Prólogo

EL 28 DE MARZO DE 1954, una motora de la Policía turca desatracó del muelle, en el puerto de Estambul, y se hizo a la mar en busca del Semíramis: un buque poblado de fantasmas.

Yo fui uno de los pocos afortunados que, a bordo de la motora, y después de surcar, quebrándolo, aquel paisaje de Pierre Loti, alcanzó, aguas del Bósforo arriba, en el punto mismo descrito por Espronceda, Asia a un lado, al otro Europa, el barco aquel fletado por la Cruz Roja Francesa. Había zarpado de Odesa la víspera y traía a bordo doscientos ochenta y seis hombres, rescatados de Rusia después de un cautiverio cuya duración oscilaba entre los once y los dieciocho años.

A lo largo de los cinco días que invirtió el Semíramis en llegar de Estambul a Barcelona, fuimos espiando, fui espiando, las reacciones de aquellos hombres en su nuevo despertar a la vida. «Es como si en un muerto —dijo uno de ellos más tarde, explicando la torpeza de sus reacciones— renaciera de pronto la sensibilidad y comenzara a percibir en torno suyo rumores y reflejos de luz emergiendo del silencio y de las sombras infinitas. El resucitado no sabría nunca cuáles pertenecían aún al mundo de las sombras y cuáles eran ya fruto de su actividad consciente».

Como periodista, redacté entonces mis impresiones —hilos sueltos de un reportaje no escrito aún— de aquel viaje a bordo del Semíramis, «nueva barca de Caronte, entre las dos orillas de la muerte y de la vida». Describí en presente de indicativo cuanto iba aconteciendo y anticipé el impacto, porque aquélla era la verdadera inquietud informativa del momento, del choque entre aquellos hombres y su propio futuro. Es decir, olvidé su pasado. La pregunta inquietante, de qué había sido de ellos en aquel mundo desconocido, durante aquellos años desconocidos, estaba en la mente de todos, pero no era aún el momento de formularla.

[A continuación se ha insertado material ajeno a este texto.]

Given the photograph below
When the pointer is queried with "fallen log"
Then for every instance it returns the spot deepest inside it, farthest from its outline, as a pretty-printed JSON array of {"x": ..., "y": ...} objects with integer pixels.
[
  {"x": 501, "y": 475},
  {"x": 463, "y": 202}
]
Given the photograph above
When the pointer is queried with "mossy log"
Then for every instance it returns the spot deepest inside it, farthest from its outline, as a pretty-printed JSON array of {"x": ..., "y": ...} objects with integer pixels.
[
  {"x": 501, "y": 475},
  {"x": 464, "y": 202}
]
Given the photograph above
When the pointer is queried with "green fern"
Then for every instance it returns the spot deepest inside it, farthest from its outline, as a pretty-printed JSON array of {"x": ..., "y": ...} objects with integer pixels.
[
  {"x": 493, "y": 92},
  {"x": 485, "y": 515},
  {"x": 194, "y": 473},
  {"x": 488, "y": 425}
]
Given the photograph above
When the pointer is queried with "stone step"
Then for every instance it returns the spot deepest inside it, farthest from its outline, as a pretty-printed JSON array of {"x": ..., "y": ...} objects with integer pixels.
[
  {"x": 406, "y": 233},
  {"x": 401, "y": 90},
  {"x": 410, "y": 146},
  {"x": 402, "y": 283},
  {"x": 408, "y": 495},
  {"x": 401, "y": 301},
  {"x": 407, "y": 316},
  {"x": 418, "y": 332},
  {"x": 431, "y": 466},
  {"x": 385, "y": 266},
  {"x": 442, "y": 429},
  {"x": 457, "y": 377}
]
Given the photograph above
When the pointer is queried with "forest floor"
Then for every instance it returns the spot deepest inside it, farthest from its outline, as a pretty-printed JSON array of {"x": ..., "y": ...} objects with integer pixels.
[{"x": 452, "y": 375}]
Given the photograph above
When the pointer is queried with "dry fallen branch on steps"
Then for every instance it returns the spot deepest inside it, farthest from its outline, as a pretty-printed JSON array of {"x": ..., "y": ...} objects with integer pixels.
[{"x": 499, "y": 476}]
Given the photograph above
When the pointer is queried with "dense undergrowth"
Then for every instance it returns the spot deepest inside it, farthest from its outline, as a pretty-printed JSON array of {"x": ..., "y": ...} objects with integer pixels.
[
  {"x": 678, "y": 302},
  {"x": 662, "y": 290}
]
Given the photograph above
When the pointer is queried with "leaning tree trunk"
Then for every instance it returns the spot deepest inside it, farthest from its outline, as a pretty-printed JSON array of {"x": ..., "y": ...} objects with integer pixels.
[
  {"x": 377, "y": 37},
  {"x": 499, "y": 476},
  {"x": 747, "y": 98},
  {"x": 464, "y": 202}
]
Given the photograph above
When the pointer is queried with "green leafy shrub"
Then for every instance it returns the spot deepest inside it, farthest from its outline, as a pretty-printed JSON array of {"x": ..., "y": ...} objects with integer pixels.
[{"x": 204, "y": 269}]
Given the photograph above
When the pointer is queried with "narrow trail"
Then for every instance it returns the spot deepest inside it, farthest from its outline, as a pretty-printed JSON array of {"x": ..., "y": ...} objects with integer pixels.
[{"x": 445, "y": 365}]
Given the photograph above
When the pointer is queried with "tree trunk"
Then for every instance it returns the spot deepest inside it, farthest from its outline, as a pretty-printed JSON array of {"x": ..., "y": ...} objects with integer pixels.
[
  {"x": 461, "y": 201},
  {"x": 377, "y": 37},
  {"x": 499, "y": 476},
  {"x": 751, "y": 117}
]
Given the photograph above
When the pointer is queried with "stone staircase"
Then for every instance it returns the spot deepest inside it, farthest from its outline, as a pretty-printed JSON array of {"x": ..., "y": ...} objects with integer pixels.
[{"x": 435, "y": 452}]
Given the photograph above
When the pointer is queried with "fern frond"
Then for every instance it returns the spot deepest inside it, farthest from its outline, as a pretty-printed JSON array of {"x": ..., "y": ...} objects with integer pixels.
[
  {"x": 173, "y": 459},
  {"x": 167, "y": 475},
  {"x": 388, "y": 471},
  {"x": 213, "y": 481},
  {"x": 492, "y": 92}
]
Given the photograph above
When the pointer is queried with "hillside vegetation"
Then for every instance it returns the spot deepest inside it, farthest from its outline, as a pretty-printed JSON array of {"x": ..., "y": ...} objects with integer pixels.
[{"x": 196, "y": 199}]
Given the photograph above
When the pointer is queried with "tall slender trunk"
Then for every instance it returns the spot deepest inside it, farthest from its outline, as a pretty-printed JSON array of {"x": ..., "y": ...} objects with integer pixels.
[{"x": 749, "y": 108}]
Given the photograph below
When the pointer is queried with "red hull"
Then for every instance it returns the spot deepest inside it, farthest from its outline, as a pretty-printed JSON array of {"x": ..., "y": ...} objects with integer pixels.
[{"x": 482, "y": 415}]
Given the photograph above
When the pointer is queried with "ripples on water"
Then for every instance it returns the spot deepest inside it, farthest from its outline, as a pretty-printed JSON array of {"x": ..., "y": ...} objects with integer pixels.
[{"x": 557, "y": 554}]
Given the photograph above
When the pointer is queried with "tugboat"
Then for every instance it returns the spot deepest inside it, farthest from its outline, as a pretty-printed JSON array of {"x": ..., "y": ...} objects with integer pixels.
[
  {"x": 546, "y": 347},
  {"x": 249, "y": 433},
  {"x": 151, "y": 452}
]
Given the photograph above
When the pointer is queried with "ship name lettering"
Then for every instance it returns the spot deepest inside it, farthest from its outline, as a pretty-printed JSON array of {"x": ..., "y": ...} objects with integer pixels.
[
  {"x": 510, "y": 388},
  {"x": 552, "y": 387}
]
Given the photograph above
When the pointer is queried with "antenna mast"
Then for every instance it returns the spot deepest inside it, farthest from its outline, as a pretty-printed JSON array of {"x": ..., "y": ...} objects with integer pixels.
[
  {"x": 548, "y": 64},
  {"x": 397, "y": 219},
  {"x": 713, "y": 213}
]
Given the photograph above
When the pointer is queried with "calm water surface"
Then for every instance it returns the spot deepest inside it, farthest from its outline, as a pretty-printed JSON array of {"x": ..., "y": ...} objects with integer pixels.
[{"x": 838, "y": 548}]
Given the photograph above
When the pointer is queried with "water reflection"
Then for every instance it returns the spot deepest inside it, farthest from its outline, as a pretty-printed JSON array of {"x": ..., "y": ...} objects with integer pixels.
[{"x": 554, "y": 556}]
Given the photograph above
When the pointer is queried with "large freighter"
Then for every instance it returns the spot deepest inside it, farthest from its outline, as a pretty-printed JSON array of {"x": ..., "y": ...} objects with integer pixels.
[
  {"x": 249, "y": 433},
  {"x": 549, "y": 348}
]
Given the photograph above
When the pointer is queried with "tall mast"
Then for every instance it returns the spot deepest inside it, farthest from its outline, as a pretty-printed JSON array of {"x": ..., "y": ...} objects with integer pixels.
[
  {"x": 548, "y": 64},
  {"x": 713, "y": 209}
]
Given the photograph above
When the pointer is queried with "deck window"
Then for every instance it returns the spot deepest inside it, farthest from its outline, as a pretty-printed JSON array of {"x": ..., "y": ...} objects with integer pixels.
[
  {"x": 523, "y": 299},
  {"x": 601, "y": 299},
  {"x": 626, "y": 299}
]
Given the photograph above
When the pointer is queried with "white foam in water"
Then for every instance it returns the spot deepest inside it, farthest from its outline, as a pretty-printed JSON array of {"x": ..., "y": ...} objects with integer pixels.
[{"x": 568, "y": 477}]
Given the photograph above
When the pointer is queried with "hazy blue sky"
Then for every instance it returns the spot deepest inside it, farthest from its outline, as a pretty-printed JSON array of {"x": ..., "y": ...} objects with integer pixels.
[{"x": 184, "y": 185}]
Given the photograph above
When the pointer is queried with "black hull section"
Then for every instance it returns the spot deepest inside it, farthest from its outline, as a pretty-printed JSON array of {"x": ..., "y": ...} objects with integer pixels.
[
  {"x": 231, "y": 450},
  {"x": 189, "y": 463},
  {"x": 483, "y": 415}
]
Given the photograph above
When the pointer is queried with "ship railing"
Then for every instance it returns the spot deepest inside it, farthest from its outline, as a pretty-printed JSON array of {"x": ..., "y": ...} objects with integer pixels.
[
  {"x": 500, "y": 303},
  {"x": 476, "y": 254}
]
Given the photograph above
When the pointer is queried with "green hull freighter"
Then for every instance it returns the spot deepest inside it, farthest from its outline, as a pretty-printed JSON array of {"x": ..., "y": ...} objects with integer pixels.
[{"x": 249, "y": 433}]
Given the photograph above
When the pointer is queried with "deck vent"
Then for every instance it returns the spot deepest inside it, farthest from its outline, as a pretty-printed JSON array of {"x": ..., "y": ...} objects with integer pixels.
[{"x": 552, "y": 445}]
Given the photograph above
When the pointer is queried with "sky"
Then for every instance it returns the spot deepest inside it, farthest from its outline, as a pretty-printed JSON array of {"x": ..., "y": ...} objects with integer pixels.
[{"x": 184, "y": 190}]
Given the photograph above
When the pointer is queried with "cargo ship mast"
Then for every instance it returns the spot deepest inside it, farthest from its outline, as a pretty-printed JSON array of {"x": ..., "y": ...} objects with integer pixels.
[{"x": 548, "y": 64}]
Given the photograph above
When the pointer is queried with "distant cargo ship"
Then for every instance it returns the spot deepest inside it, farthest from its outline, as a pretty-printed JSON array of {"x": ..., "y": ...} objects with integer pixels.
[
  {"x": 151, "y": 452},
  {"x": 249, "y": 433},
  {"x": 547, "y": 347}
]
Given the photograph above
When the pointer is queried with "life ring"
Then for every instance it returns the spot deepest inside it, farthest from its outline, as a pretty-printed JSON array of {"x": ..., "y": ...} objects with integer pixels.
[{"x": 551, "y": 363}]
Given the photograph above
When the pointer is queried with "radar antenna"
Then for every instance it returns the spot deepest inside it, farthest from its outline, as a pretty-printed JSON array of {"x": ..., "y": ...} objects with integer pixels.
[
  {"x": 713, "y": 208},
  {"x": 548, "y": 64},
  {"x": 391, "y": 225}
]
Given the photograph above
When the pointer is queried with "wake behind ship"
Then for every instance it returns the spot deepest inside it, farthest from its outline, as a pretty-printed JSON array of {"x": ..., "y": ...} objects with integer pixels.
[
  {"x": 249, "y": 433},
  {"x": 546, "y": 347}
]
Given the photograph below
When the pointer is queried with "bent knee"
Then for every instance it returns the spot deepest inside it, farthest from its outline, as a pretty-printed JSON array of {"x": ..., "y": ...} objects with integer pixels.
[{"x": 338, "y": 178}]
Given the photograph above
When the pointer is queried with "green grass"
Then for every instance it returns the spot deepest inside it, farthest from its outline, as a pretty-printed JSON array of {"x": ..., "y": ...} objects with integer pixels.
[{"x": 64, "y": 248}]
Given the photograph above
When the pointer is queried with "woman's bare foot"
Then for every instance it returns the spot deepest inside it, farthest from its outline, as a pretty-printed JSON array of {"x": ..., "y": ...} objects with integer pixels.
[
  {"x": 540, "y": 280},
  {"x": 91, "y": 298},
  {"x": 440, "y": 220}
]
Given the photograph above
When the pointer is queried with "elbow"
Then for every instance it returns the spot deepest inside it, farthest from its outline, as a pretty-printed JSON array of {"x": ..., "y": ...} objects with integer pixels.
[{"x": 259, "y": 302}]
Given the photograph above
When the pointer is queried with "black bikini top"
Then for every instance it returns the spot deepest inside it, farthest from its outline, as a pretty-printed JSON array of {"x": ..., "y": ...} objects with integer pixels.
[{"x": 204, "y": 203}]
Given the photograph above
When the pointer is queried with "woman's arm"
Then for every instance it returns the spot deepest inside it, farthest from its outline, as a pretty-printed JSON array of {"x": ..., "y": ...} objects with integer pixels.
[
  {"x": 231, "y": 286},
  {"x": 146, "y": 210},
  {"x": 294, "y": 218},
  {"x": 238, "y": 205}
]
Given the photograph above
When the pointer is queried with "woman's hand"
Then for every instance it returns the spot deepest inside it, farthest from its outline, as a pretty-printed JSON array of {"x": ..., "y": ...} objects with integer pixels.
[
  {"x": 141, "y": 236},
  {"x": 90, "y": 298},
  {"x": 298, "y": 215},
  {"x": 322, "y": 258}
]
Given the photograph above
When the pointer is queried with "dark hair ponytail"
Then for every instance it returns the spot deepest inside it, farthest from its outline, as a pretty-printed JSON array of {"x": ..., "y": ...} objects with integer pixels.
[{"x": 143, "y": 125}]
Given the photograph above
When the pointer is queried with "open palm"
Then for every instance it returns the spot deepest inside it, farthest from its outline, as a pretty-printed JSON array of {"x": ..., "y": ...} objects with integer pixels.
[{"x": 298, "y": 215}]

Ya ha llegado la hora de saberlo todo. De escuchar el estupendo relato, la increíble aventura.

* * *

Este libro, un libro muy semejante a éste podría haber sido escrito por cualquiera de los repatriados retenidos once, quince, dieciocho años en la Unión Soviética, porque su gran protagonista es la Ausencia y la Muerte rondándole la espalda. Sin duda alguna no es el primero ni será el último. No pretende tampoco ser el mejor.

Ha querido, tan sólo, responder, bien sea de manera parcial a ese «¡cuéntame!» genérico y universal de un país al recibir, después de tan larga aventura, a los que creía muertos.

Ahora bien. Este libro, aunque histórico, no es un libro de Historia. Que no se le achaque no ser lo que nunca pretendió. Escribir la Historia de la División Española de Voluntarios en Rusia es un empeño dignísimo, pero no ha sido ése nuestro empeño. Una cosa es la Historia del Renacimiento, y otra muy distinta las Memorias de Benvenuto Cellini, aunque, dicho sea de paso, las Memorias del genial artista prestan singularísima luz al estudio del Renacimiento. Pero ¿por qué no escribir —puede argüirse— la de Miguel Ángel o Leonardo? No se culpe a quien levanta un edificio de no haber querido o podido erigir una ciudad. Digo esto anticipándome a posibles recelos. En realidad, la común y descomunal aventura de Rusia ha tenido múltiples y dignísimos protagonistas de muy varias nacionalidades. Si en una cesta se barajaran sus nombres y se escogiera al azar uno de ellos, cualquier escritor con la pluma bien puesta hubiera podido escribir páginas mejor cortadas que las mías con otros personajes centrales. Pero ese escritor no sería yo. Desde que el azar periodístico me lanzó a bordo de la motora turca contra el Semíramis sentí la necesidad imperiosa de escribir este libro y no otro, seleccionando, como personaje central del reportaje que iba tomando cuerpo dentro de mí, a uno de los prisioneros.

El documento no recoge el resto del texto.